This early example of a coke fired blast furnace in Moira, England was built in 1806 by the Earl of Moira on the banks of the Ashby Canal. The furnace produced iron for only a very short period, and was closed in 1811. It was fraught with technical difficulties and its last, unsuccessful charge is left, partially smelted, in the bottom of the furnace.
There are good reasons why the furnace closed. It was built at a time of technological improvements and these were not successful, largely because of impurities in the local raw materials.
Also, the very dangerous task of feeding the furnace usually fell to women and children. As they tipped the wheelbarrows of iron, ore, coke, or limestone into the furnace, it was possible for the weight of their loads to pull them into the furnace, sending them to a fiery death. In the early 19th century, such events were accepted as an inevitable consequence of the industry.
Strangely, the blast furnace’s ability to survive today is most likely because of its failures. Had it been a success, successive remodelling would have destroyed its early 19th-century form.
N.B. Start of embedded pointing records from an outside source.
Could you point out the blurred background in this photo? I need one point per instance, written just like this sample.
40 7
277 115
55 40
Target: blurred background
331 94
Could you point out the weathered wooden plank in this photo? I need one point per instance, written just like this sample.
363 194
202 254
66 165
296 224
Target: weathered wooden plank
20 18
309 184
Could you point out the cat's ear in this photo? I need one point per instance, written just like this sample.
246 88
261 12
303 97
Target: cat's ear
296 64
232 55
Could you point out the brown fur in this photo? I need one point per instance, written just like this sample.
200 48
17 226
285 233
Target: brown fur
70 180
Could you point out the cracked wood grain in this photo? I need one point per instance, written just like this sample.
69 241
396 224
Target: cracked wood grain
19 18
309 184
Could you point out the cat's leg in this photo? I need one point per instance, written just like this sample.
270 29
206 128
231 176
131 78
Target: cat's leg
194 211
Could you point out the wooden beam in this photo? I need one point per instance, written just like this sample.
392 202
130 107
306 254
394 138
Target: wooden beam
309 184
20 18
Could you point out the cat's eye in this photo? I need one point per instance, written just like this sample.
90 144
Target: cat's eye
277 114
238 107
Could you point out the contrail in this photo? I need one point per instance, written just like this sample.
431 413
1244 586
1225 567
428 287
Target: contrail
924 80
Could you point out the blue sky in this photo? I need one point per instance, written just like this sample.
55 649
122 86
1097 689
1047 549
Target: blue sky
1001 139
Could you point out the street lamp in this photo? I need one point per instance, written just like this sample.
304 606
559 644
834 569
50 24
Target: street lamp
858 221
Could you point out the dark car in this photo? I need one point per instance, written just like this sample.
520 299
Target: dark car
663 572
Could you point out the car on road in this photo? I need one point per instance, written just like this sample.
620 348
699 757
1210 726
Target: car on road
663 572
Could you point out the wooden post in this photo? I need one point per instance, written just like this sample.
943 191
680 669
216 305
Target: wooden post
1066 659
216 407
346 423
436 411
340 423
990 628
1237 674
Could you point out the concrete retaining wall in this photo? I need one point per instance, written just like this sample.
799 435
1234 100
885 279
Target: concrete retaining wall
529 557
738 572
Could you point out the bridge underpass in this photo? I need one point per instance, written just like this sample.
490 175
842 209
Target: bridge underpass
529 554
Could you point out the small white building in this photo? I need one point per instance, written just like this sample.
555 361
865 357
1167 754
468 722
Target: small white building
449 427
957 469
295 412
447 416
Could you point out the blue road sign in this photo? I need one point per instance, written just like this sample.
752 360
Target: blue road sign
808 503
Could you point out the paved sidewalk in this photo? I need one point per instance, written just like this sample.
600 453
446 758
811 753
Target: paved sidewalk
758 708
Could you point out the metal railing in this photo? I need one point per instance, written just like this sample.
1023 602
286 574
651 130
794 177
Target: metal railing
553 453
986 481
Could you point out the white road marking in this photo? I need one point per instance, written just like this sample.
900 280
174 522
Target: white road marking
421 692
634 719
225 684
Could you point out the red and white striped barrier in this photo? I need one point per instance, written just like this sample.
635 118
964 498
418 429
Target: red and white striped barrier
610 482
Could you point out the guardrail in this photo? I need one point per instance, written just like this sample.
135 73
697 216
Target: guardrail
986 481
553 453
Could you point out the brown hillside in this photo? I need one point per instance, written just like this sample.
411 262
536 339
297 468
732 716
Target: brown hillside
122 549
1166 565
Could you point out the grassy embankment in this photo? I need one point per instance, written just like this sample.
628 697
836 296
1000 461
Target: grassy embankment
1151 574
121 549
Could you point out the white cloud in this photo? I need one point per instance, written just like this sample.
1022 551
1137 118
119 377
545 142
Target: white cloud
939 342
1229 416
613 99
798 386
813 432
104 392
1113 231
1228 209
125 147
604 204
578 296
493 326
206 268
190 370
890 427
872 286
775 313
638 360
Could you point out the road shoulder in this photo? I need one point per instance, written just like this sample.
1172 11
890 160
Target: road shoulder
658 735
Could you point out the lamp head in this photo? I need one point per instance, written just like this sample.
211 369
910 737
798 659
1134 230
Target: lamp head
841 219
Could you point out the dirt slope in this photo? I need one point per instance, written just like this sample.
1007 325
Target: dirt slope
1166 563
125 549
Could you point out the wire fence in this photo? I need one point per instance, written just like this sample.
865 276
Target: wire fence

The furnace, with its turbulent past, has become a site of interest for those interested in the paranormal. This has included the attention of two famous British TV ghost hunters, Richard Felix and Phil Whyman. Several organizations now hold nocturnal events there, which are open to the public.
Know Before You Go
Inside the bridgehouse is a small museum operated by the Moira Furnace Museum Trust (which also runs canal boat trips). Also on the same site is a bank of 19th-century lime kilns.